Finding 3: Multiple Models Reveal Arbitrary Diagnoses
When researchers used multiple models instead of a single model, they discovered instances where predictions differed across equally-plausible models. These are the “multiplicity patients”—individuals who would receive different diagnoses depending on which equally-valid model was used.[1]
Imagine a patient with borderline symptoms. Model A, trained with a slightly different random seed, predicts disease present. Model B, equally accurate, predicts disease absent. The patient’s actual condition hasn’t changed, but their diagnosis has. This is the essence of predictive multiplicity in practice.

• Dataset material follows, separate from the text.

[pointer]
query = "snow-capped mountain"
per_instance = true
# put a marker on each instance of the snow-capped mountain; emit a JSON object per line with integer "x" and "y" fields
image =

Key Findings from Recent Research
The recent comprehensive study on predictive multiplicity in medical AI provides empirical evidence of how widespread and serious this problem is. Here are the major findings:
Multiplicity is Widespread Across Medical Tasks
The research wasn’t limited to one medical domain or one type of model. Across diverse medical tasks and model architectures, predictive multiplicity was observed. This suggests the problem is systemic, not limited to specific applications.[1]

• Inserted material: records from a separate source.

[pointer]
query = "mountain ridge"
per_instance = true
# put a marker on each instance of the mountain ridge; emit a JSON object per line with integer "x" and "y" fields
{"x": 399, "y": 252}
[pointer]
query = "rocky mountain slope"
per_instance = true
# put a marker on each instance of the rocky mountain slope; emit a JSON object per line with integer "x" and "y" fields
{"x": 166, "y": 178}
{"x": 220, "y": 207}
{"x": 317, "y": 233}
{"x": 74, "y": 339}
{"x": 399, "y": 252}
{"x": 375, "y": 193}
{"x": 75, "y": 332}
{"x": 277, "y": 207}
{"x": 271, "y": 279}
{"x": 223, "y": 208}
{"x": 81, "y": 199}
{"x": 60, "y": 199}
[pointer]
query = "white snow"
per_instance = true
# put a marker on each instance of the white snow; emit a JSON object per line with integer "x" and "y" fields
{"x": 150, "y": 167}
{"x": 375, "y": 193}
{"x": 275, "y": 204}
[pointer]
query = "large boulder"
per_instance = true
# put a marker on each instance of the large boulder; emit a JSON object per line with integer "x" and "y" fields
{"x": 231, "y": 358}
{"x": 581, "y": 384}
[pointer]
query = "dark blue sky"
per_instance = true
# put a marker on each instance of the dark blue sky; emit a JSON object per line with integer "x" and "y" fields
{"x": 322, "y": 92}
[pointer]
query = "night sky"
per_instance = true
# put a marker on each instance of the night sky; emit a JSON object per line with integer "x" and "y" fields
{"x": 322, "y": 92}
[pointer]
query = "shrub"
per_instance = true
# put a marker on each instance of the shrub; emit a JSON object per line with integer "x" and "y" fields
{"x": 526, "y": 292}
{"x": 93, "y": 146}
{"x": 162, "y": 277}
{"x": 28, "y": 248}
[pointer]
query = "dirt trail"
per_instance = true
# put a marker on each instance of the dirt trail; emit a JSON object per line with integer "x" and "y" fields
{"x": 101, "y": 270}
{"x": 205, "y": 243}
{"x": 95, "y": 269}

Small Ensembles Can Mitigate Multiplicity
One of the most encouraging findings is that using multiple models together—an ensemble—can effectively mitigate or even eliminate predictive multiplicity in practice.[1] Rather than using a single model and hoping it’s the right one, using several equally-valid models together can provide more reliable predictions.
When multiple models agree on a diagnosis, that consensus is meaningful. It suggests the prediction isn’t based on arbitrary choices but on genuine patterns in the data. Conversely, when models disagree, that disagreement is informative—it tells us the prediction is uncertain and potentially unreliable.
Higher Accuracy Reduces Multiplicity
Interestingly, the research found that higher accuracy achieved through increased model capacity reduces predictive multiplicity.[1] Models that are more accurate tend to show less disagreement among equally-valid variants. This suggests that investing in better models—more sophisticated architectures, more training data, better features—can help address the multiplicity problem.
However, this isn’t a complete solution. Accuracy alone won’t eliminate multiplicity, but it helps.
Abstention Strategies are Effective
The research recommends an abstention strategy: when models fail to reach sufficient consensus, defer decisions to expert review.[1] Rather than forcing a prediction when models disagree, the system can flag the case as uncertain and send it to a human expert.
This is a pragmatic approach that acknowledges the limitations of current AI while still leveraging its strengths. The AI handles the clear-cut cases where multiple models agree, and humans handle the uncertain cases where models disagree.
Real-World Implications
Understanding predictive multiplicity has profound implications for how we deploy AI in healthcare:
Diagnostic Reliability
The most immediate implication is for diagnostic reliability. If a patient’s diagnosis depends partly on arbitrary choices made during model development, the diagnosis isn’t as reliable as we thought. This is especially concerning for rare diseases where training data is limited and multiplicity is likely to be severe.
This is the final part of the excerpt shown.